In addition
to being one of Tejano's greatest saxophone players, Joe
Posada is the most skillful composer to fuse jazz and Tejano
in the '90s. Citing John Coltrane, Jeff Lorber and Alfonso
Ramos as influences, his ability to integrate jazz chord
progressions and scatting into the polka beat has brought
Tejano one step closer to the multi-genre fusion claimed,
but not always achieved, by the genre's boosters.
Posada was born in San Antonio in 1954, the same year orchestra
leader Isidro Lopez integrated accordions into his ensemble
in Alice, Texas, an historic event in the birth of what
is now called Tejano music. Raised in the predominantly
Hispanic West Side, he began playing the sax at age 12.
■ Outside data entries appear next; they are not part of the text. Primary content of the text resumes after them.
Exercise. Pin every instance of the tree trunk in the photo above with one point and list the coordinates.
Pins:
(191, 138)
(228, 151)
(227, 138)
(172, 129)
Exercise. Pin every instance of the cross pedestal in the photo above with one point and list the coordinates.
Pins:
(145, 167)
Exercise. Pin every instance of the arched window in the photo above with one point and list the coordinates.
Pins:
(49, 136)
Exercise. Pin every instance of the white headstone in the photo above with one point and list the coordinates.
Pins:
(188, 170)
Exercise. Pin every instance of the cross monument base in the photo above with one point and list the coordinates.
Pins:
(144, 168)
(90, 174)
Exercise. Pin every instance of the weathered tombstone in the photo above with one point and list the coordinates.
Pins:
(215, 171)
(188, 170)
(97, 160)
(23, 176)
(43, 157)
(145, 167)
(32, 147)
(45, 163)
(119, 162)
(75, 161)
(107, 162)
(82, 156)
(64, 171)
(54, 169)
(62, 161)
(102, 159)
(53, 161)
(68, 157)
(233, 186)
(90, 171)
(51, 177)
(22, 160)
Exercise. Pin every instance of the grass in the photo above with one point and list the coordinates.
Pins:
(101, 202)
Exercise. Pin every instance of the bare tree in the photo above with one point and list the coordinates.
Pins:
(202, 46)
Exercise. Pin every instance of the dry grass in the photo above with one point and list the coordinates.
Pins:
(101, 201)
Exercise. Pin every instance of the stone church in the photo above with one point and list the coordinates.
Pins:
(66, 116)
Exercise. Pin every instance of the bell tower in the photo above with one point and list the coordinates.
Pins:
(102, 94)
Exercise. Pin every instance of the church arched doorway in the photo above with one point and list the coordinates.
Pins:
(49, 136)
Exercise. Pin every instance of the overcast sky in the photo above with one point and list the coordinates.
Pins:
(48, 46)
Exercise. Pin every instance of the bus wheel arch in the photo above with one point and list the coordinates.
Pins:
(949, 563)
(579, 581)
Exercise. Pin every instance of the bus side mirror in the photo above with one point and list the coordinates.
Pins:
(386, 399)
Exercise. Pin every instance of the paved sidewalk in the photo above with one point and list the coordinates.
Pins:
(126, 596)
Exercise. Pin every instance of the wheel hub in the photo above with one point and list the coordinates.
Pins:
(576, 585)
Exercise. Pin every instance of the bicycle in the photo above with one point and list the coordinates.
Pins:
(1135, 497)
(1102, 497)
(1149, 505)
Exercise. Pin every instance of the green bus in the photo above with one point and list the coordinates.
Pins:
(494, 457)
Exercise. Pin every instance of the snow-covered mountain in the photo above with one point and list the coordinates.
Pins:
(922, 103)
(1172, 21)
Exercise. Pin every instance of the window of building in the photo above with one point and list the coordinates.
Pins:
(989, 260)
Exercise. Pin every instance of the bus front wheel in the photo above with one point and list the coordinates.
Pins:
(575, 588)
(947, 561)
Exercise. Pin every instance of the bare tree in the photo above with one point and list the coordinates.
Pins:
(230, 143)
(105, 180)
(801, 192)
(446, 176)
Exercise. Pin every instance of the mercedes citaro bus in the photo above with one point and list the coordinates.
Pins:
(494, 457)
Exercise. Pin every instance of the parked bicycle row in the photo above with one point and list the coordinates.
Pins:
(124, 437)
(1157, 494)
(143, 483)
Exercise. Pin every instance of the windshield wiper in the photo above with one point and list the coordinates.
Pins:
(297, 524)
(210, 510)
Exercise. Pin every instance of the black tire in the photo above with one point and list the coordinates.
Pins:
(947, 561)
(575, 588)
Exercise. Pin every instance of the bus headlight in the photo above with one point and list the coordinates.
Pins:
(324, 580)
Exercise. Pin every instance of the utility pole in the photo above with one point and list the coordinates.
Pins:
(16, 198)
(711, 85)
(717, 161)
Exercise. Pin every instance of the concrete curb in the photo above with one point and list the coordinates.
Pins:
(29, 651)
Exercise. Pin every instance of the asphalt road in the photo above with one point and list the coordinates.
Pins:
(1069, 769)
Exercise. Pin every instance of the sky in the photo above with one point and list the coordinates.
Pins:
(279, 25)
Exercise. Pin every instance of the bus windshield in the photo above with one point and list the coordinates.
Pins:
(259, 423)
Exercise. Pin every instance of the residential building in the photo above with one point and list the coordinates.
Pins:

His parents weren't musicians, but his mother forced him
to study music to keep him away from friends she disapproved
of. He worked his way up through talent shows, neighborhood
groups and the like, finally getting stints with well-known
local groups Rudy Tee and the Reno-Bops and Zapata. In 1973,
during what author Ramiro Burr calls Tejano's Golden Age,
he graduated to the Royal Jesters, a premier Onda Chicana
act of the day. He helped out with musical arrangements
in addition to playing sax.
Posada joined ex-Jester David Marez in his band People
in 1977, doing occasional lead vocals, leading rehearsals
and collecting money after gigs. Feeling he had the maturity
to set out on his own, he left the group in 1979. He formed
his own band, Quinto Sol, in 1982, naming it for the fifth
sun in the Aztec calendar. He and Quinto Sol signed with
Cara Records in 1982 and recorded five albums for the
label during the '80s, often cutting brassy rancheras
written by Johnny Perez or Joe Revelez. He punctuated
his songs with sax solos ranging from cool to fiery depending
on the situation, and applied his powerful, if not always
subtle, baritone to romantic lyrics. His music remained
on the progressive side of Tejano, preferring wind instruments
to accordion.
Posada had begun composing in the mid-'70s, but he guarded
his songs, unwilling to give control of publishing to
Cara president Bob Grever. But on January 1, 1990, Capitol/EMI
purchased Cara, and the new executives let him control
his own publishing. Posada didn't record his songs immediately,
relying on tunes by Humberto Ramon and Revelez for his
1991 CD Playin' It with Style, which featured the ranchera
"Valiente" ("Valiant"), a big hit
with a sing-along chorus that foreshadowed Tejano/jazz
fusion efforts to come. He truly came into his own as
a composer on 1993's Breakaway, for which he wrote all
the songs. He went the extra mile for his listeners, recording
a salsa track, a sax instrumental, and the jazz-soul title
track. But it was his 1994 release Canción para
Mi Padre (Song for My Father) that found him integrating
jazz and polka seamlessly, putting him light-years ahead
of the formulaic cookie-cutter bands. The 1996 release
J Posada is a bit misleading — only his son, Gen-Xer
Joe Jr., is pictured on the cover, but the elder Posada
sings lead on eight of the ten tracks.
The late '90s found Joe Sr. pursuing a music degree in
San Antonio and doing an increasing number of jazz gigs
on his own and with Small World and Los Jazz Vatos.